I blink, stunned. “And the other one?”

“Louisiana State Penitentiary.” Holt tuts.

“A prison-farm in the middle of a swamp. He’ll be spending the rest of his life doing hard agricultural labor in a hundred-degree heat and humidity.

From what the lawyer says, the paperwork for both transfers was fast-tracked by someone with a lot of leverage. ”

The air between us suddenly feels charged. I think of Max. The way his jaw went tight when I told him about the chest tube, the white-hot rage I felt simmering under his skin. My eyes narrow.

“And Henry.” He chuckles. “Turns out Henry wasn’t cut out for law enforcement.

Not that he didn’t prove that on a monstrous scale.

He’s out of the department. Apparently, working at a shoe store in the local mall now.

Someone leaked his cowardice to every precinct in a three-state radius.
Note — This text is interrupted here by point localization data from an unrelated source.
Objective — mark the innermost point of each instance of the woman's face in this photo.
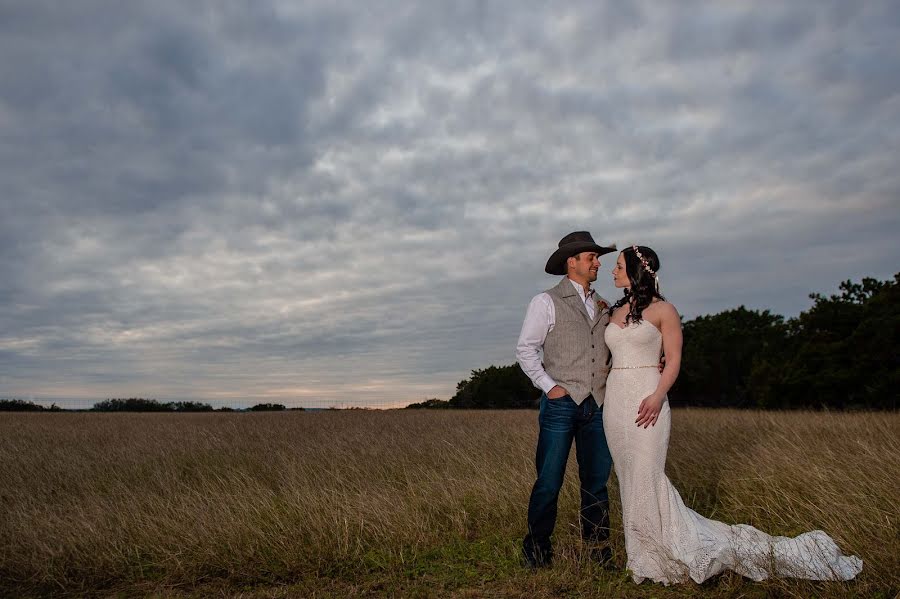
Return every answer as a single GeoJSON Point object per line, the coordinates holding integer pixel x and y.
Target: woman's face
{"type": "Point", "coordinates": [620, 277]}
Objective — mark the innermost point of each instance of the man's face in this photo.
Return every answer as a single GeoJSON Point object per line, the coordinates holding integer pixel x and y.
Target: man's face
{"type": "Point", "coordinates": [585, 267]}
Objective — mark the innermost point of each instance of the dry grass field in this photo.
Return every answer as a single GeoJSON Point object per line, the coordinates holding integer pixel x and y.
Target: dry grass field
{"type": "Point", "coordinates": [404, 503]}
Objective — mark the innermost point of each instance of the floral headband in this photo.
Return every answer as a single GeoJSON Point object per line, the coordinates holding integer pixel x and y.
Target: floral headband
{"type": "Point", "coordinates": [643, 260]}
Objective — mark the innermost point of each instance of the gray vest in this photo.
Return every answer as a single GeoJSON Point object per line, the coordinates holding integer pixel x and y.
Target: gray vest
{"type": "Point", "coordinates": [575, 352]}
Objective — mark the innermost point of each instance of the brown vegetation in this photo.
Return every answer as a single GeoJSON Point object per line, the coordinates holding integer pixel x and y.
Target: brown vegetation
{"type": "Point", "coordinates": [403, 502]}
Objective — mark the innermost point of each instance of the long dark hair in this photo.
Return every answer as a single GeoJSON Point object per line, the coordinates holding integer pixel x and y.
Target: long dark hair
{"type": "Point", "coordinates": [644, 287]}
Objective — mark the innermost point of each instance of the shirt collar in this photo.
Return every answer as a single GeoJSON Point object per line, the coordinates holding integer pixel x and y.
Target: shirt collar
{"type": "Point", "coordinates": [580, 290]}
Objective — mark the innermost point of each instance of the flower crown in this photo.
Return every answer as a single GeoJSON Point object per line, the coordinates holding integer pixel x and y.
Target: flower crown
{"type": "Point", "coordinates": [643, 260]}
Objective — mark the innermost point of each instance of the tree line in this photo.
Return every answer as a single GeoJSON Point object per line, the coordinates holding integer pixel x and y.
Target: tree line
{"type": "Point", "coordinates": [841, 353]}
{"type": "Point", "coordinates": [137, 404]}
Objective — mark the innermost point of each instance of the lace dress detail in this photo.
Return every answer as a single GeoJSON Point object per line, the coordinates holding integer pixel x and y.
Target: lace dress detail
{"type": "Point", "coordinates": [665, 541]}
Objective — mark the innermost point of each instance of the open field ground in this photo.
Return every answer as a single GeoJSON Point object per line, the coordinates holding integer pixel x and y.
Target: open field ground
{"type": "Point", "coordinates": [404, 503]}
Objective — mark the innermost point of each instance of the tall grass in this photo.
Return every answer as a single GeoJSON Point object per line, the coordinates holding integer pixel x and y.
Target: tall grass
{"type": "Point", "coordinates": [404, 502]}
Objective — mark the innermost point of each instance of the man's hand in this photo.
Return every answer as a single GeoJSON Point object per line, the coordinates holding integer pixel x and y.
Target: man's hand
{"type": "Point", "coordinates": [557, 392]}
{"type": "Point", "coordinates": [649, 410]}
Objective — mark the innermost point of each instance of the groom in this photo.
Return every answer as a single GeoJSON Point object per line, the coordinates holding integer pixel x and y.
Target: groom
{"type": "Point", "coordinates": [566, 325]}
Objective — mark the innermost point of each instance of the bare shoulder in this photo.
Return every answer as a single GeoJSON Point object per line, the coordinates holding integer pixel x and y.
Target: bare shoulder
{"type": "Point", "coordinates": [663, 311]}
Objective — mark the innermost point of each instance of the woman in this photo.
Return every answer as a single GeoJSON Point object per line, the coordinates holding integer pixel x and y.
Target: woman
{"type": "Point", "coordinates": [665, 541]}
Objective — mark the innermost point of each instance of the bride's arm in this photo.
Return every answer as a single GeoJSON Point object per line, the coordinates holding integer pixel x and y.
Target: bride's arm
{"type": "Point", "coordinates": [670, 327]}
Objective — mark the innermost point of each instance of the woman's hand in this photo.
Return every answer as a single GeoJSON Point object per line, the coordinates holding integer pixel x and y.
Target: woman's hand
{"type": "Point", "coordinates": [649, 410]}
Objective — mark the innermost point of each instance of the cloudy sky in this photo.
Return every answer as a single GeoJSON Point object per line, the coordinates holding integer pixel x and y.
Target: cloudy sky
{"type": "Point", "coordinates": [317, 202]}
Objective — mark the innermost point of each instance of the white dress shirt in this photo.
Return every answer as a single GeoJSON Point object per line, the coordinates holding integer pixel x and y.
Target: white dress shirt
{"type": "Point", "coordinates": [540, 319]}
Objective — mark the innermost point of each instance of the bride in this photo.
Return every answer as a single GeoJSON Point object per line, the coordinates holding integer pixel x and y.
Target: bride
{"type": "Point", "coordinates": [665, 541]}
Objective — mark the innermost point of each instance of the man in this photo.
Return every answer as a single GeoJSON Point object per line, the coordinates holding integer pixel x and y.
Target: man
{"type": "Point", "coordinates": [566, 324]}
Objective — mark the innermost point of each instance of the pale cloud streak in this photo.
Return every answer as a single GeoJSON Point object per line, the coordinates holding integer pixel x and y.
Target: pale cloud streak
{"type": "Point", "coordinates": [323, 203]}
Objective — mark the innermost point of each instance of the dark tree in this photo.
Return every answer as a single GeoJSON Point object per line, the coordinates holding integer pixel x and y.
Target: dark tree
{"type": "Point", "coordinates": [267, 407]}
{"type": "Point", "coordinates": [430, 404]}
{"type": "Point", "coordinates": [496, 388]}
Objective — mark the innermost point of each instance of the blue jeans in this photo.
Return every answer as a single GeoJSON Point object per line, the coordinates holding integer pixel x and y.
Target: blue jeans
{"type": "Point", "coordinates": [562, 420]}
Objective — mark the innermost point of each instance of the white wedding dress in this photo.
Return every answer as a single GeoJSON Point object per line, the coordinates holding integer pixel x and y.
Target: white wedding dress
{"type": "Point", "coordinates": [665, 541]}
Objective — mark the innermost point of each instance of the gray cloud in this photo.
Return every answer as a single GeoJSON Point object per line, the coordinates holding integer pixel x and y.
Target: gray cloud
{"type": "Point", "coordinates": [326, 203]}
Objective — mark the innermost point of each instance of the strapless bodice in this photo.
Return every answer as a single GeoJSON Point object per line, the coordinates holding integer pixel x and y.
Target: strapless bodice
{"type": "Point", "coordinates": [637, 345]}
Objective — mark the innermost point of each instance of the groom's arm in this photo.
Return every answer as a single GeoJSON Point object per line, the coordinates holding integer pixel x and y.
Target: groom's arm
{"type": "Point", "coordinates": [539, 320]}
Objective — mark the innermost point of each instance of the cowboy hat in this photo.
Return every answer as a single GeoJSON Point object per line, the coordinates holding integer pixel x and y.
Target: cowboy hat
{"type": "Point", "coordinates": [571, 244]}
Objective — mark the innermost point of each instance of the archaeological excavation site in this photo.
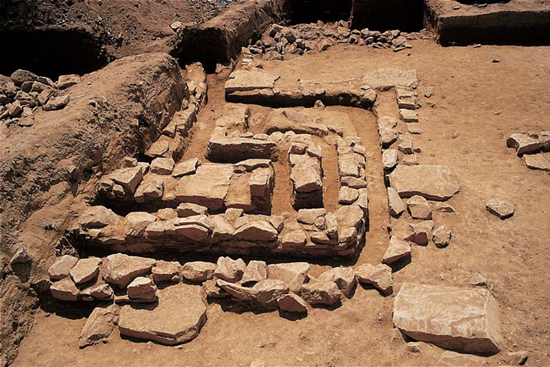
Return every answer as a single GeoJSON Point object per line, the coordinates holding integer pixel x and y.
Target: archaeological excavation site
{"type": "Point", "coordinates": [267, 183]}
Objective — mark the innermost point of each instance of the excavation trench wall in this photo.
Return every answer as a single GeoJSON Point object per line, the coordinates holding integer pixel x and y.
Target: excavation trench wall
{"type": "Point", "coordinates": [49, 167]}
{"type": "Point", "coordinates": [220, 39]}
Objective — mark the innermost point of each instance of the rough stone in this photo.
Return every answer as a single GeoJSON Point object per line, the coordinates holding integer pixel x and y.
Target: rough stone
{"type": "Point", "coordinates": [121, 269]}
{"type": "Point", "coordinates": [61, 267]}
{"type": "Point", "coordinates": [293, 274]}
{"type": "Point", "coordinates": [395, 203]}
{"type": "Point", "coordinates": [229, 269]}
{"type": "Point", "coordinates": [380, 276]}
{"type": "Point", "coordinates": [437, 183]}
{"type": "Point", "coordinates": [397, 250]}
{"type": "Point", "coordinates": [465, 320]}
{"type": "Point", "coordinates": [99, 326]}
{"type": "Point", "coordinates": [343, 277]}
{"type": "Point", "coordinates": [85, 270]}
{"type": "Point", "coordinates": [442, 236]}
{"type": "Point", "coordinates": [419, 208]}
{"type": "Point", "coordinates": [501, 208]}
{"type": "Point", "coordinates": [255, 272]}
{"type": "Point", "coordinates": [321, 293]}
{"type": "Point", "coordinates": [292, 303]}
{"type": "Point", "coordinates": [177, 318]}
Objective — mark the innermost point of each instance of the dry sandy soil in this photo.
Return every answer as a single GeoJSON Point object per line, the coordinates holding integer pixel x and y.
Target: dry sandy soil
{"type": "Point", "coordinates": [478, 104]}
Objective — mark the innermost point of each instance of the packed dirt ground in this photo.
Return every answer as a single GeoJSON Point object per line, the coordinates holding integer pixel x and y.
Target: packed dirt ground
{"type": "Point", "coordinates": [478, 97]}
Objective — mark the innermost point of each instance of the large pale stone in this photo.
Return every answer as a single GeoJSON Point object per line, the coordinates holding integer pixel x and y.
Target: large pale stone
{"type": "Point", "coordinates": [244, 80]}
{"type": "Point", "coordinates": [321, 293]}
{"type": "Point", "coordinates": [431, 182]}
{"type": "Point", "coordinates": [121, 269]}
{"type": "Point", "coordinates": [177, 318]}
{"type": "Point", "coordinates": [85, 270]}
{"type": "Point", "coordinates": [343, 277]}
{"type": "Point", "coordinates": [61, 267]}
{"type": "Point", "coordinates": [99, 326]}
{"type": "Point", "coordinates": [198, 271]}
{"type": "Point", "coordinates": [466, 320]}
{"type": "Point", "coordinates": [379, 276]}
{"type": "Point", "coordinates": [207, 187]}
{"type": "Point", "coordinates": [293, 274]}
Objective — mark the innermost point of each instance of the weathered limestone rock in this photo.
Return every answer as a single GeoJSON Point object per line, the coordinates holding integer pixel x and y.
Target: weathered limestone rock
{"type": "Point", "coordinates": [255, 272]}
{"type": "Point", "coordinates": [389, 159]}
{"type": "Point", "coordinates": [421, 232]}
{"type": "Point", "coordinates": [198, 271]}
{"type": "Point", "coordinates": [65, 290]}
{"type": "Point", "coordinates": [129, 177]}
{"type": "Point", "coordinates": [442, 236]}
{"type": "Point", "coordinates": [207, 187]}
{"type": "Point", "coordinates": [61, 267]}
{"type": "Point", "coordinates": [136, 223]}
{"type": "Point", "coordinates": [437, 183]}
{"type": "Point", "coordinates": [162, 166]}
{"type": "Point", "coordinates": [466, 320]}
{"type": "Point", "coordinates": [347, 195]}
{"type": "Point", "coordinates": [142, 289]}
{"type": "Point", "coordinates": [187, 167]}
{"type": "Point", "coordinates": [380, 276]}
{"type": "Point", "coordinates": [309, 216]}
{"type": "Point", "coordinates": [166, 271]}
{"type": "Point", "coordinates": [85, 270]}
{"type": "Point", "coordinates": [293, 274]}
{"type": "Point", "coordinates": [539, 161]}
{"type": "Point", "coordinates": [267, 292]}
{"type": "Point", "coordinates": [229, 269]}
{"type": "Point", "coordinates": [524, 143]}
{"type": "Point", "coordinates": [419, 208]}
{"type": "Point", "coordinates": [177, 318]}
{"type": "Point", "coordinates": [244, 80]}
{"type": "Point", "coordinates": [295, 238]}
{"type": "Point", "coordinates": [501, 208]}
{"type": "Point", "coordinates": [99, 326]}
{"type": "Point", "coordinates": [343, 277]}
{"type": "Point", "coordinates": [396, 204]}
{"type": "Point", "coordinates": [384, 79]}
{"type": "Point", "coordinates": [188, 210]}
{"type": "Point", "coordinates": [97, 217]}
{"type": "Point", "coordinates": [256, 231]}
{"type": "Point", "coordinates": [292, 303]}
{"type": "Point", "coordinates": [121, 269]}
{"type": "Point", "coordinates": [321, 293]}
{"type": "Point", "coordinates": [397, 250]}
He couldn’t get a job as a crossing guard if he tried. ”

My eyes go wide, the realization hitting me with the force of a physical blow.

Henry. My despicable former boyfriend. The recruit from the police academy who I’d been secretly dating.

The one caught on camera standing by the heavy steel door, watching while they broke me and apparently did nothing to stop them.

The same man who never once reached out to see how I was doing.

These things hadn’t been luck. This was a surgical strike. This was someone with the power to move mountains without ever leaving their keyboard.

“Did Max do this?” I ask, my heart hammering.

Holt looks out over the pool, his expression unreadable. “Don’t know. Don’t care.” He pauses, then adds with a reluctant nod, “But if so, he’s earned a few extra points in my book.”

Max

The blue light of my triple-monitor setup bleeds into the darkness of my home office, reflecting off the glass of a half-empty scotch I’ve stopped drinking. My fingers are hovering over the mechanical keyboard.

I’ve already bypassed the initial security layers of the club’s payroll archive. I’m three keystrokes away from pulling Cassidy’s last known address, her emergency contact’s GPS pings, and the metadata from any resignation email she may have sent Gianni.

Don’t do it.

Don’t do it.

Don’t do it, man.

I pull my hands back as if the keyboard is electrified. I rub my face, feeling the grit of thirty-six hours of sleeplessness behind my eyelids. The hacker in me, the version of Max that views the world as a series of locks to be picked, is screaming that this is the only way.

But then there’s the other version of me. The one who watched her face in the morning light. And wishes desperately to have that chance back.

If I hack her, I’m no better than the shadows she’s running from. I’m just another powerful man, refusing to let her live her life on her own terms. That’s the exact thing she was hiding from—the feeling of being a target in someone else’s crosshairs.

Stay focused, Max. Get your life under control.

I think about the way I pushed her away because I was afraid she’d see how fucked up I was. If I’m ever fortunate enough to get the chance to stand in front of her again, I don’t want to admit I’d invaded her privacy.

With one swift and deliberate motion, I close the terminal window. The code vanishes. And the ghost of her digital footprint disappears.

Fuck, I miss her.

A week later, I walk into DPG to meet Gianni and his cousins. If I can’t fix my own love life, at least I can help them protect the women they love. But before I can walk into Gianni’s office, Lala approaches.

“Max?”

“Yeah?”

“I thought you should have this.”

“What is it?”

I open the envelope to find an address in Hanover, Virginia. My heart rate picks up as I peer up at her. “Is this?”

Her angelic smile could light up a night’s sky.

Pulling her into my arms, I kiss her on the top of her head. “Thank you! I won’t let you down.”